Pour commencer, proscrire l’alcool ! Le rôle de ce dernier, même à très faible dose, est aujourd’hui largement prouvé dans l’apparition du Syndrome d’alcoolisation fœtale. Lequel frappe chaque année dans beaucoup de pays développés où l’alcool est consommé librement, plus de 3 enfants sur 1 000. N’abusez pas non plus du café : au maximum 2 tasses par jour.
Pendant que vous vous préparez pour l’heureux événement, il est indispensable que vous adoptiez une alimentation « diversifiée, équilibrée et suffisante » :
• Viandes, poissons, œufs apportent des protéines et du fer. Leur consommation doit être quotidienne ;
• Les produits laitiers, c’est du calcium et des protéines. Mais ce sont aussi … des lipides. Consommez-en régulièrement mais sans abus, et privilégiez les produits allégés ou écrémés ;
• Les sucres lents des féculents sont le principal « carburant » du fœtus. Mangez-en au moins une fois par jour;
• Fruits et légumes procurent des sucres rapides, des vitamines et des minéraux. Leurs fibres maintiennent le transit intestinal. Cinq par jour au moins, comme toujours…
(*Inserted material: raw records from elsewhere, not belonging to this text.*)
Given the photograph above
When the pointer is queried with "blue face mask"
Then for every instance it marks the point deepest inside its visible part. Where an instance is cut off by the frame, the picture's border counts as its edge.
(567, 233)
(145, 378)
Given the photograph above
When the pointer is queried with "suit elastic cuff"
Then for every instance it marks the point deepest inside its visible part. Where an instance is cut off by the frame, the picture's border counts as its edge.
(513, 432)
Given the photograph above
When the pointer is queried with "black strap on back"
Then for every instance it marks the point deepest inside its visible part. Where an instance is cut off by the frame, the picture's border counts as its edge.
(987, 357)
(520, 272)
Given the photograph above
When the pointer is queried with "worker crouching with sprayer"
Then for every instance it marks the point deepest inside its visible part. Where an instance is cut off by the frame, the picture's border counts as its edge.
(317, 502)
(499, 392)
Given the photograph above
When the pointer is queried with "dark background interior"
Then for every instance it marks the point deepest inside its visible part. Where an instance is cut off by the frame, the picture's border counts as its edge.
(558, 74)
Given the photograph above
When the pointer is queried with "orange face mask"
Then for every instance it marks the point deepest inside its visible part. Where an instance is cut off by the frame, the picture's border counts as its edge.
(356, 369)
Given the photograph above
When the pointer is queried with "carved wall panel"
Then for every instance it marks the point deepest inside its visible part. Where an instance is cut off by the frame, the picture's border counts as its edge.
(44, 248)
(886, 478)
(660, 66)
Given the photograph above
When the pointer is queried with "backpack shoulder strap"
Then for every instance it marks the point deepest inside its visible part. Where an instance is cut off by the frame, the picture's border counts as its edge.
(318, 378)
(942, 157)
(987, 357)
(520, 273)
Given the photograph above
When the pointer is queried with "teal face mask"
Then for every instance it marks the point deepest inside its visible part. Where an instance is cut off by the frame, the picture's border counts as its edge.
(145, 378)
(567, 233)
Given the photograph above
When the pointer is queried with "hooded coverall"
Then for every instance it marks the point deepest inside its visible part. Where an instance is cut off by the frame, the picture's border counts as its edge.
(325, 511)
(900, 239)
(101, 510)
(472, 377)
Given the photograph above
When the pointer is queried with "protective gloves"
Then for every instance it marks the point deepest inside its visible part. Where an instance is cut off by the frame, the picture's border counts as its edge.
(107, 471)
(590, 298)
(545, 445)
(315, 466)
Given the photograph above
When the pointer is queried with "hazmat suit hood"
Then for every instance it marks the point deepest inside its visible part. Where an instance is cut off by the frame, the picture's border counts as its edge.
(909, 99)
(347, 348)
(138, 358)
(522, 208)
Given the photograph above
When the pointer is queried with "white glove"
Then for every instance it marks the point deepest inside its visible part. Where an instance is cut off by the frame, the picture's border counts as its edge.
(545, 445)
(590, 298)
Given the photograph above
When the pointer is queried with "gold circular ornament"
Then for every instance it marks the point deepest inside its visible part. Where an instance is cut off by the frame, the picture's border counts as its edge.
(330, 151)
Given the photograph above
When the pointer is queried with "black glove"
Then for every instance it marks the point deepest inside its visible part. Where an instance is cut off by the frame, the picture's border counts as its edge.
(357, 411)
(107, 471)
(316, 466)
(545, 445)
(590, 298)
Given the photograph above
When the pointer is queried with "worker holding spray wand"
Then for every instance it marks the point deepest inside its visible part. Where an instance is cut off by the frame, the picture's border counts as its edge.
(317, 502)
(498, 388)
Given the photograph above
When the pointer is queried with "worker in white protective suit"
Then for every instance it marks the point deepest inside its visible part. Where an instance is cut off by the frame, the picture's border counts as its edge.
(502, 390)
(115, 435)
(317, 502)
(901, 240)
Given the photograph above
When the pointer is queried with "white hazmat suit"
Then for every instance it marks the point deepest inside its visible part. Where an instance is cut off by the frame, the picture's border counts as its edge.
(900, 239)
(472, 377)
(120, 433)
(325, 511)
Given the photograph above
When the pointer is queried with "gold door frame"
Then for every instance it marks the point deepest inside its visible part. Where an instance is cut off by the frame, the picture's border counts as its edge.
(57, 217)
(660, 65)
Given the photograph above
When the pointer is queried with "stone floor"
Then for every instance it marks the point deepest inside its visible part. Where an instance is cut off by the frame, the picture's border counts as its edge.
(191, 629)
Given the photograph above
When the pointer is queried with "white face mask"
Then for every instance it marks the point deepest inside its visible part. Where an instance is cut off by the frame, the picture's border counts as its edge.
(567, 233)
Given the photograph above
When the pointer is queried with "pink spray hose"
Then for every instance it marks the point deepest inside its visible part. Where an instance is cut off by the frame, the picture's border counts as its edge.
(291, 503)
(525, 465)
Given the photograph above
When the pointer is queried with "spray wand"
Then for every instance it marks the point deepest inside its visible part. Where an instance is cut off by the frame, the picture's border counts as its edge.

• Les lipides enfin sont indispensables. A l’enfant, pour son cerveau en formation, mais aussi à la mère. Encore une fois, ce n’est pas une raison pour en abuser : ils ne doivent pas représenter plus de 30% de la ration énergétique.
Bien équilibrée et diversifiée, l’alimentation devrait répondre à vos besoins. Veillez cependant aux apports en iode, en fer, en acide folique (ou vitamine B9), en calcium et en vitamine D. En cas de doute, parlez-en avec votre médecin.